Razor Sharp T10 CarbonSteel Clay Tempered Japanese Samurai Sword Wakizashi Blade
Blade Material: High 1095 carbon steel
Forging Craft: hand forged and polished by 13 procedures (clay tempered)
Hamon: clay tempered hamon
Bo-hi: long Bo-hi on each side
Tang: full tang
Whole length: 71.7 cm
Blade length: 51.2 cm
Nakago length: 20.5 cm
Weight: 576 g
There is no hole on nakago,but if you need we can drill for you.
Forging Craft
This blade is 100% hand-forged and hand-sharpened according to the Japanese traditional forging methods. Our differentially hardened carbon steel blades have been heat-treated, sharpened, and well-balanced. The blade is constructed from high quality carbon steel, carefully hand beaten into shape, forged, quenched before being polished by hand to a mirror sheen.
Clay Hardening
Before being quenched, a special clay mixture can be applied onto the blade to harden the edge and obtain different hardness on the blade. The clay mixture, was a special recipe and considered a crucial trade secret, guarded protectively by sword making masters.It would contain such things as feathers, powdered bones, grass, etc. and would be applied to the edge of the blade before being quenched. During quenching, a chemical reaction between the clay mixture and the hot steel occurs during the sudden temperature drop and carbon is fed into the blade in high amounts, creating an extremely tough edge. A clay hardened blade can only be quenched in water, thus increasing the defect rate even more.

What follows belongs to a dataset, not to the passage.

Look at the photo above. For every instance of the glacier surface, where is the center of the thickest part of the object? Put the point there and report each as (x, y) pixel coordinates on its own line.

Another way for clay tempering is to apply clay along the blade but let edge exposed. Thus, while quenching the blade into water, the uncoverd edge will cool down suddenly, but the rest of blade will cool down slowly. Such differential temperature change results in the different hardness of the blade. So the edge is tough enough to cut, where the back of blade is soft/flexible enough to absorb the impact during cutting. Such quenching process usually will leave beautiful wavy tempered line on the blade, as known as "homon" in Japanese swords term.
Tempering
After quenching, the sword will be quite tough and brittle, with little flexibility. To overcome this, the blade would undergo a tempering process. The blade would be reheated to a certain temperature degree then allowed to cool naturally. The blade would be slightly less tough afterward but have a greater degree of flexibility – the art would be to perfectly balance the blade for toughness, sharpness and flexibility.
Full Tang
While it is common to find swords which have a rat tail tang (two pieces welded together), a thin tang or even no tang at all, all of our Japanese swords have a thick tang running from the blade to the full length of the handle.